Feature reduction using swarm optimization and random forest classifiers for early diabetes risk prediction

Why catching diabetes early matters

Type 2 diabetes often creeps in quietly, damaging the heart, eyes, kidneys, and nerves long before it is diagnosed. Doctors usually rely on many questions and tests to assess someone’s risk, which can be time‑consuming for both patients and clinics. This study explores how smart computer programs can flag early diabetes risk using just a handful of simple yes‑or‑no questions, potentially making screening faster, cheaper, and easier to deploy in busy or low‑resource settings.

A smarter checklist for diabetes risk

The researchers worked with a real‑world dataset from a diabetes hospital in Sylhet, Bangladesh. Each of the 520 people in the dataset was labeled as either having early‑stage diabetes or not.
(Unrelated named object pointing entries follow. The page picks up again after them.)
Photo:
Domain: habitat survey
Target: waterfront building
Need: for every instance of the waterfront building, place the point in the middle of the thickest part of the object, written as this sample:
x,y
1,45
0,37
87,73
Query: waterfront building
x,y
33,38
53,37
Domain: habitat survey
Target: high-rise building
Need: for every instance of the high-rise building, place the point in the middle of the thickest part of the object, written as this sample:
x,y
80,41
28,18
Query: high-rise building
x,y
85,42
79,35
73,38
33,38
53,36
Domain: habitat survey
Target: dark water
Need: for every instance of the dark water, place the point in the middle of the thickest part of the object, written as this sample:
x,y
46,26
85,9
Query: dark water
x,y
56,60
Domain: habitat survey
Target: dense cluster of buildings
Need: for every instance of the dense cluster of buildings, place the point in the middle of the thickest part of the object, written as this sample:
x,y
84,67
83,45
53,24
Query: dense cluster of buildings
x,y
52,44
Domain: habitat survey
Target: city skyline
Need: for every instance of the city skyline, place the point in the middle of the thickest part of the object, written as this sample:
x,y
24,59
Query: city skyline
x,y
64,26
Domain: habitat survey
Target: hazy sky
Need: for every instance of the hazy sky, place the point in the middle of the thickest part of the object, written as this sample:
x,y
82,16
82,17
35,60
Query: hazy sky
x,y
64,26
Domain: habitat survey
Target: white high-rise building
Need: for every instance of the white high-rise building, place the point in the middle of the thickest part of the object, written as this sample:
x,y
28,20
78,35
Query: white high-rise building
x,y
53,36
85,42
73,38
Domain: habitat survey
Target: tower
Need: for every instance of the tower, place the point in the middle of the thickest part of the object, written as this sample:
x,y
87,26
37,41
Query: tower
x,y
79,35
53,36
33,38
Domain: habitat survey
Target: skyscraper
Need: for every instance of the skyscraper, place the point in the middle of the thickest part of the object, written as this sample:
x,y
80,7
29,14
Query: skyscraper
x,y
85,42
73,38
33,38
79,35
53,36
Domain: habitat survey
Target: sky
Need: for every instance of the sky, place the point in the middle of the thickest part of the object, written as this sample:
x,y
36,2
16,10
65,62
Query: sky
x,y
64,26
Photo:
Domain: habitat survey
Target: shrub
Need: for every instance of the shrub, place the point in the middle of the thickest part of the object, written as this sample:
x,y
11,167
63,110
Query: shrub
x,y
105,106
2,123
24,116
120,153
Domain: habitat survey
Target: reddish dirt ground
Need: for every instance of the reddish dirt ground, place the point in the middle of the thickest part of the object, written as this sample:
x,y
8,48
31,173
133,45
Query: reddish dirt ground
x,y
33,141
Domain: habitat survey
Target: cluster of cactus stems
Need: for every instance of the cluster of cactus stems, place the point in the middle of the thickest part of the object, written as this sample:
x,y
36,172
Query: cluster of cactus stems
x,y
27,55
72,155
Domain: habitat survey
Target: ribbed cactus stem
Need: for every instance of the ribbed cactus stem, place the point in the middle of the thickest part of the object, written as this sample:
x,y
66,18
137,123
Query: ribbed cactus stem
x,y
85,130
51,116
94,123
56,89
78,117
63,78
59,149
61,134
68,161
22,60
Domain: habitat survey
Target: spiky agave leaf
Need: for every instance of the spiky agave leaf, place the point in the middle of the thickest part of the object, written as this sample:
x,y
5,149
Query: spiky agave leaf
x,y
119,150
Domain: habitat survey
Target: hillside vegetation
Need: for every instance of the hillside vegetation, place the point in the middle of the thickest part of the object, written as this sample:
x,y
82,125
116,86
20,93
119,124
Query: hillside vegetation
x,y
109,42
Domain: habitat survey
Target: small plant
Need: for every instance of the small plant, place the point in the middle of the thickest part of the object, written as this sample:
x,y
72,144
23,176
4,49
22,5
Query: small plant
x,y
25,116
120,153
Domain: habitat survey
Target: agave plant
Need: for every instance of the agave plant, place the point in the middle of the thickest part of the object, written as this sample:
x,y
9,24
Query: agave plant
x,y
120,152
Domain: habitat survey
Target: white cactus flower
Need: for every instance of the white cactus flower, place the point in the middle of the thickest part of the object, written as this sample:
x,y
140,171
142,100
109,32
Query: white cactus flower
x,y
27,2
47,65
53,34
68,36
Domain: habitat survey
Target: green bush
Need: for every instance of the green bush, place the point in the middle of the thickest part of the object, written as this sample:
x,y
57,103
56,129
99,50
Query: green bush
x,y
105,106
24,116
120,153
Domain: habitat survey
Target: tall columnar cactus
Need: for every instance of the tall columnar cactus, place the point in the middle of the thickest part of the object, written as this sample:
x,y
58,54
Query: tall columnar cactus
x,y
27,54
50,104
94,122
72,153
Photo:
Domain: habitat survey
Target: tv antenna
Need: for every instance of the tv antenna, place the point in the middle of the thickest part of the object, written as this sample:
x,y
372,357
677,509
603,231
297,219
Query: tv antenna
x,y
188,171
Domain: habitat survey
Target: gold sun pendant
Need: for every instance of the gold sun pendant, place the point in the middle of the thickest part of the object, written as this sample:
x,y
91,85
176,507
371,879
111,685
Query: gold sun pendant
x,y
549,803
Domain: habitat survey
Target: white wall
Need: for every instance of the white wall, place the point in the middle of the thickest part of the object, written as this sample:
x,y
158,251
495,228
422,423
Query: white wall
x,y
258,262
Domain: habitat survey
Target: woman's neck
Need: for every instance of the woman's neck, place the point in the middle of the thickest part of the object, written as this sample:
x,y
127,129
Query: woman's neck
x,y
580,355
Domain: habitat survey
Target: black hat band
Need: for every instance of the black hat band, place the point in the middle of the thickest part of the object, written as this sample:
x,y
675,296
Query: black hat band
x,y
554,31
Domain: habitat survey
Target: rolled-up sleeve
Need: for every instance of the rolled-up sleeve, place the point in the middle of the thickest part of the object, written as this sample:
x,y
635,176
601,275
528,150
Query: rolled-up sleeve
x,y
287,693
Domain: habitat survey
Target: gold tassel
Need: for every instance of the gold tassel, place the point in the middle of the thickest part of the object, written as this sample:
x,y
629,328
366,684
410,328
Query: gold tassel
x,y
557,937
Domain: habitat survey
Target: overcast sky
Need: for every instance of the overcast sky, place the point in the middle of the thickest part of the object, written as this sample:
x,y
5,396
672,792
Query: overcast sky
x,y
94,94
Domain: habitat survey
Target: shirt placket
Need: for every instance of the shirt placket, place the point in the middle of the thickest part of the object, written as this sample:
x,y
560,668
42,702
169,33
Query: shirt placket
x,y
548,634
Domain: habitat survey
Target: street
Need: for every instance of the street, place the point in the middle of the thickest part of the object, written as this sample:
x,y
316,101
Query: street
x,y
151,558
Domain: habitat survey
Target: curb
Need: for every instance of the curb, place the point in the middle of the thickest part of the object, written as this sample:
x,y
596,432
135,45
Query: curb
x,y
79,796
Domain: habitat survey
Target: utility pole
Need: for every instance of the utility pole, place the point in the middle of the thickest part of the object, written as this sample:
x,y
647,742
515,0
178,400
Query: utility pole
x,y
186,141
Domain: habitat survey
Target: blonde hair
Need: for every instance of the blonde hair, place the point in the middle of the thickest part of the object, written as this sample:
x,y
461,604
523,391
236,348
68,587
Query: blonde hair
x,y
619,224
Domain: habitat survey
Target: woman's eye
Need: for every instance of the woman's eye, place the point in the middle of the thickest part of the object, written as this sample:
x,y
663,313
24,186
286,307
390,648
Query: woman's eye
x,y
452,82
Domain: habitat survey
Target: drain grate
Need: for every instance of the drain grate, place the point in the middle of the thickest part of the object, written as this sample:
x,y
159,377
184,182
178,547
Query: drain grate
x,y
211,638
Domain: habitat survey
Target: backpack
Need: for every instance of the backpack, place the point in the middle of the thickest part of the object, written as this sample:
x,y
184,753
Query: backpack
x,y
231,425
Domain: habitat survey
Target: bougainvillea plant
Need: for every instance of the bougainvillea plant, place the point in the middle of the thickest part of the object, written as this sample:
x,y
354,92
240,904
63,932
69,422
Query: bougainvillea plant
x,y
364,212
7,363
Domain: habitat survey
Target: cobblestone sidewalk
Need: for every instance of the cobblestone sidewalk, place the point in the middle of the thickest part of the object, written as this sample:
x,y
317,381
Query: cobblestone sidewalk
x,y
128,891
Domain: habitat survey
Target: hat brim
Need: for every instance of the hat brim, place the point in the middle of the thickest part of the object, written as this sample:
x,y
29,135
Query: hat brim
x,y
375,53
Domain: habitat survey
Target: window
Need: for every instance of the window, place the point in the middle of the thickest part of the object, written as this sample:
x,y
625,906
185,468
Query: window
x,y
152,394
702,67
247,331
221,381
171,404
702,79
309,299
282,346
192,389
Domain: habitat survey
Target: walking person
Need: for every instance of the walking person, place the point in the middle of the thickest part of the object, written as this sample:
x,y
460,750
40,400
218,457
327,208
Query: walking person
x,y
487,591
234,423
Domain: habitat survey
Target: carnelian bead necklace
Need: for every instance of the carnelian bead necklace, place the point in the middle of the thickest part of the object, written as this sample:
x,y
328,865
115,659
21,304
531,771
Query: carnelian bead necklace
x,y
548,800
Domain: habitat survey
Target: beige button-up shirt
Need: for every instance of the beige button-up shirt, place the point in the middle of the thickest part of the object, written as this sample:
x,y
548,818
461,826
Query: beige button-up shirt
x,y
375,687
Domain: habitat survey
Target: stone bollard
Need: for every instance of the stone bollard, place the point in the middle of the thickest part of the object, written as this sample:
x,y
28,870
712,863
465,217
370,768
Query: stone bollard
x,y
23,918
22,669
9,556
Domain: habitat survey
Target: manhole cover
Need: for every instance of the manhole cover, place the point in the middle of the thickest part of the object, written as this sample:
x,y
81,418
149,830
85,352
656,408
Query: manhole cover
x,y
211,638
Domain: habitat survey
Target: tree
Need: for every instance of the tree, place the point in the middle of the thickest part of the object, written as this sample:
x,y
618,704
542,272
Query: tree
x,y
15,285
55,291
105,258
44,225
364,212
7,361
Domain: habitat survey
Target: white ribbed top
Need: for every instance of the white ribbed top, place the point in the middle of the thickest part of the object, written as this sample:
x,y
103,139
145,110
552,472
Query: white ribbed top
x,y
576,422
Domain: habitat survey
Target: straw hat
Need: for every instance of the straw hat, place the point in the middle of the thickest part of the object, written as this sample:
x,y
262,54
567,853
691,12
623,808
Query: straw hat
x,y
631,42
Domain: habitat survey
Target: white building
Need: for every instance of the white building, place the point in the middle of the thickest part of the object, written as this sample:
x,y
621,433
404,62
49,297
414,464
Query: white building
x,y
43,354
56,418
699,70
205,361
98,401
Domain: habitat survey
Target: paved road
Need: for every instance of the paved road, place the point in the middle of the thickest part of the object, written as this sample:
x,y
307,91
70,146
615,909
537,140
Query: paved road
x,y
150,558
For every person, doctors had recorded age and 15 straightforward clinical signs and symptoms, such as frequent urination (polyuria), unusual thirst (polydipsia), sudden weight loss, itching, blurred vision, and obesity. Most of these entries were simple yes‑or‑no answers to a questionnaire, making the data similar to what a nurse or health worker could gather in minutes during a routine visit.

Teaching the computer to focus on what matters most

Instead of feeding all 16 pieces of information into a model by default, the team asked a key question: which of these features actually carry the most information about diabetes risk? To answer it, they combined a popular machine‑learning method called a random forest with three "swarm" search strategies inspired by animal behavior: a fox optimizer, a honey badger algorithm, and tuna swarm optimization. These swarms behave like digital hunters, roaming through many possible combinations of features and model settings to find those that give the best predictions with the fewest inputs. The system repeatedly split the data into training and testing portions, tuned its internal settings, and voted on which features and parameter values worked best across many runs.

How well the streamlined models performed

The resulting three models—named FOX_RF, HBA_RF, and TSO_RF—were all highly accurate. When trained and tested once on the full dataset, the tuna‑based model (TSO_RF) classified every person correctly, reaching 100% accuracy, precision, and recall. When the authors used a more demanding 10‑fold cross‑validation, which mimics testing on unseen data, TSO_RF still achieved an average accuracy above 98%, slightly better than the other two models and better than previously published techniques on the same dataset. Importantly, the honey‑badger‑based model reached solid performance while using only 10 of the 16 features, and the other models needed just 13 or 14. That reduction means fewer questions for patients and lighter computation for any future app or device.

Peeking inside the black box

Modern prediction systems often work well but are hard to interpret. To address this, the researchers used an explainable‑AI method called SHAP to measure how much each feature nudged the model toward predicting diabetes or not for each individual. Across all three models, the same pattern emerged: frequent urination, excessive thirst, and gender consistently had the strongest influence on predictions, with sudden weight loss, muscle stiffness, irritability, and a few other signs playing supporting roles. The team also examined specific mistakes—cases where the models misclassified people—and showed that small changes in these key symptoms often flipped the decision, revealing where the models are most sensitive and where clinicians should be cautious.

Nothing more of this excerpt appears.